I think this could be done and would be an interesting experiment.
However, unlike ordinary pattern matchers, which return the matched
components, this one would additionally need to return templating
procedures.  So, in our canonical example,

((let ((a (foo)) (b (bar)))
   (lambda (receiver)
     ...body...))
 (lambda (x y z)
   ...))

there might be a pattern like this:

((?* wrapper
     match-wrapper
     (lambda (receiver)
       (? generator)))
 (lambda (x y z)
   (? consumer)))

This would return three values, one of which (wrapper) is a procedure
that will reconstruct the stuff wrapped around the generator
procedure.  Then one could write rules to recursively match the
wrapper, like this:

(define-template-rule (match-wrapper target-pattern)
  (let (? bindings)
    (?* body
        match-wrapper
        target-pattern)))

(define-template-rule (match-wrapper target-pattern)
  (begin
    (?? actions)
    (?* value-expr
        match-wrapper
        target-pattern)))

These rules would construct the templating procedure incrementally.

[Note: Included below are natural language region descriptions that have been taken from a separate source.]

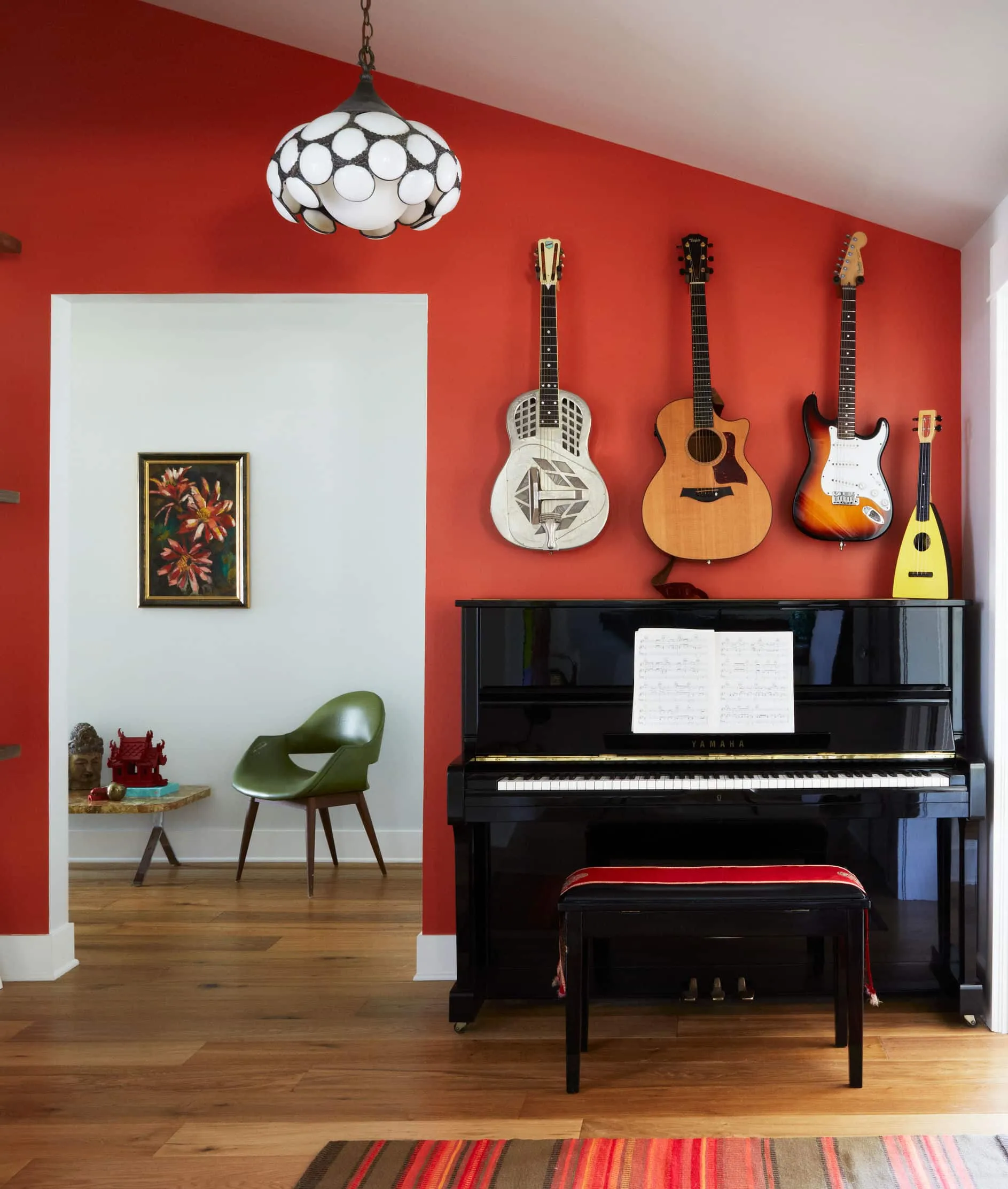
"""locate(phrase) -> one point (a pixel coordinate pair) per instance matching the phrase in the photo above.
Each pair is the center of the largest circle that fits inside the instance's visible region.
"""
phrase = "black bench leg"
(841, 992)
(855, 965)
(574, 1004)
(587, 953)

This is only a sketch, and I've blown some of the details, but I think
the idea is sound.

Joe, you want to give this a try in your copious free time?  I think
you could have some fun with this.  And it would be an interesting
technique to add to our toolboxes.

On Mon, Sep 21, 2009 at 10:16 AM, Taylor R Campbell <address@hidden> wrote:
>   Date: Mon, 21 Sep 2009 09:54:47 -0700
>   From: Joe Marshall <address@hidden>
>
>   It'd be nice if the optimizations were rule-based rather than
>   having these deep, ad-hoc conditionals.  Then the description of
>   the transform would *be* the transform.
>
>   Would it be possible to get the *parser to involved here to simplify
>   this sort of stuff?
>
> Well, *PARSER works only on strings.  The runtime's structure parser
> works on more general sequences of objects, but whatever rule language
> you use, it would have to be fairly sophisticated to capture many of
> these rules.  I gave several simple examples, but actually the pattern
> is doubly recursive: it descends down a tree of combinations whose
> operators are procedures whose bodies are combinations (recursion #1),
> *or* of combinations whose operators can be transformed according to
> the same rule (recursion #2).  That ignores the complications of
> declarations and sequences, too.
>
> If you can come up with a nice rule language to express this, I'd be
> happy to try it!  But I haven't tried to come up with one because I
> don't think I'm clever enough to do so.